### Introduction
In order to efficiently store data, we often spread related information across multiple tables.

For instance, imagine that we're running a magazine company where users can have different types of subscriptions to different products. Different subscriptions might have many different properties. Each customer would also have lots of associated information.

We could have one table with all of the following information:

    order_id
    customer_id
    customer_name
    customer_address
    subscription_id
    subscription_description
    subscription_monthly_price
    subscription_length
    purchase_date
However, a lot of this information would be repeated. If the same customer has multiple subscriptions, that customer's name and address will be reported multiple times. If the same subscription type is ordered by multiple customers, then the subscription price and subscription description will be repeated. This will make our table big and unmanageable.

So instead, we can split our data into three tables:

orders would contain just the information necessary to describe what was ordered:
    order_id
    customer_id
    subscription_id
    purchase_date
subscriptions would contain the information to describe each type of subscription:
    subscription_id
    description
    price_per_month
    subscription_length
customers would contain the information for each customer:
    customer_id
    customer_name
    address
In this lesson, we'll learn the SQL commands that will help us work with data that is stored in multiple tables.

In [1]:
# SELECT * FROM orders LIMIT 5;

# SELECT * FROM subscriptions LIMIT 5;

# SELECT * FROM customers LIMIT 5;

### Combining Tables Manually
Let's return to our magazine company.

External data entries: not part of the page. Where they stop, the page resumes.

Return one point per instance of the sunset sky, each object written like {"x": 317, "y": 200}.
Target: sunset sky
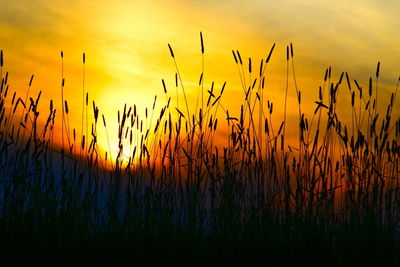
{"x": 127, "y": 55}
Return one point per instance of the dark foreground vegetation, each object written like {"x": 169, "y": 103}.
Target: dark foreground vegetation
{"x": 174, "y": 195}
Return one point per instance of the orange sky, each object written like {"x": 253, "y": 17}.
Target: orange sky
{"x": 127, "y": 55}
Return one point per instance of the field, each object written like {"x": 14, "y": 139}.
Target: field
{"x": 175, "y": 194}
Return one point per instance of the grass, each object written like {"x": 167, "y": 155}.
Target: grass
{"x": 174, "y": 196}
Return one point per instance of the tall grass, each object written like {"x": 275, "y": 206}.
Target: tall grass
{"x": 170, "y": 180}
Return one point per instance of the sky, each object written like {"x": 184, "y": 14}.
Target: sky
{"x": 125, "y": 43}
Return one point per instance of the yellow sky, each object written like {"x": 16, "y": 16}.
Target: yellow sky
{"x": 127, "y": 56}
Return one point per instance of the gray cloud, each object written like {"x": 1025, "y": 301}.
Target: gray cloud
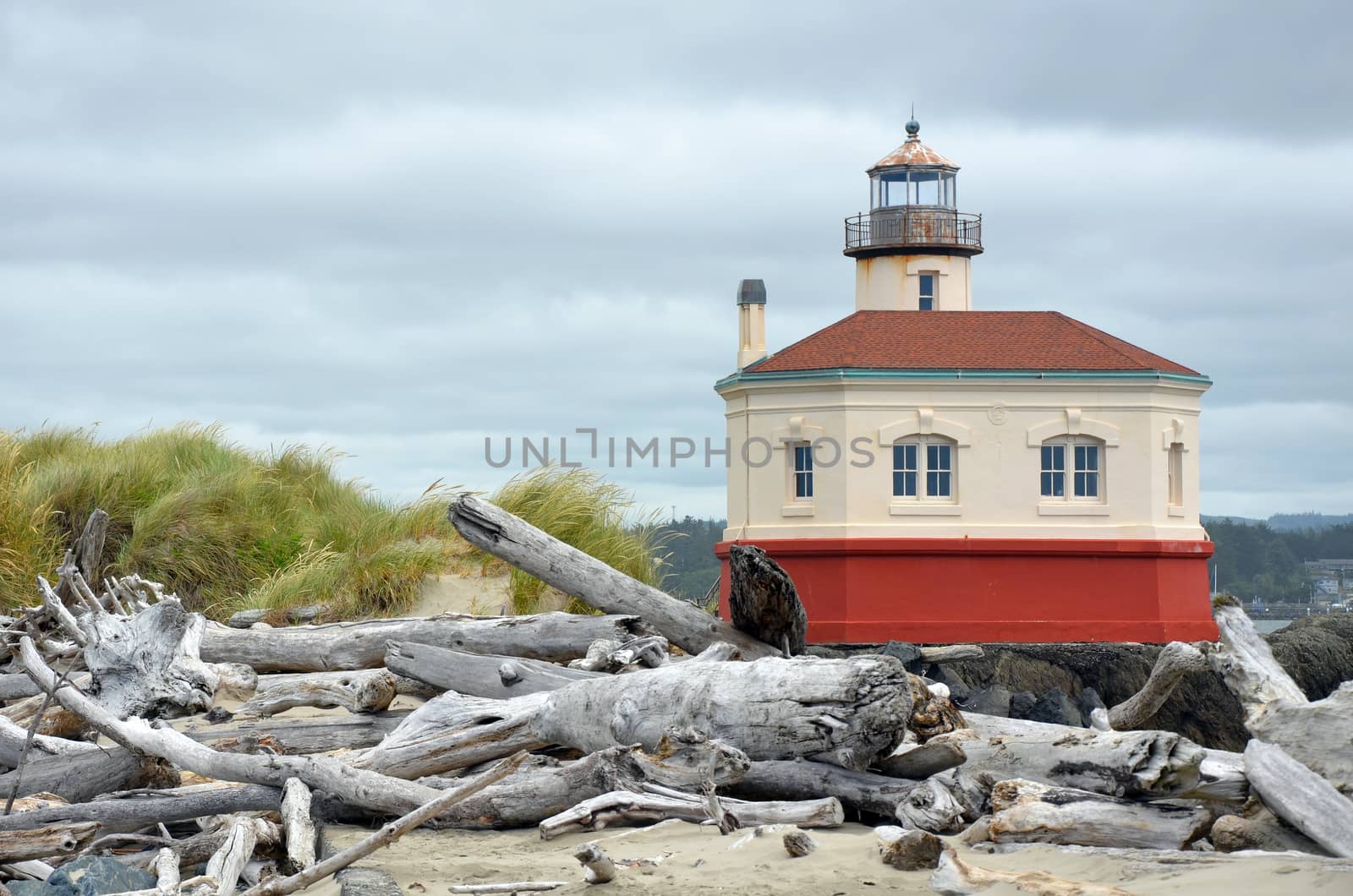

Suppose we have the three tables described in the previous exercise – shown in the browser on the right (we are going to try something new!):

    orders
    subscriptions
    customers
If we just look at the orders table, we can't really tell what's happened in each order. However, if we refer to the other tables, we can get a complete picture.

Let's examine the order with an order_id of 2. It was purchased by the customer with a customer_id of 2.

To find out the customer's name, we look at the customers table and look for the item with a customer_id value of 2. We can see that Customer 2's name is 'Jane Doe' and that she lives at '456 Park Ave'.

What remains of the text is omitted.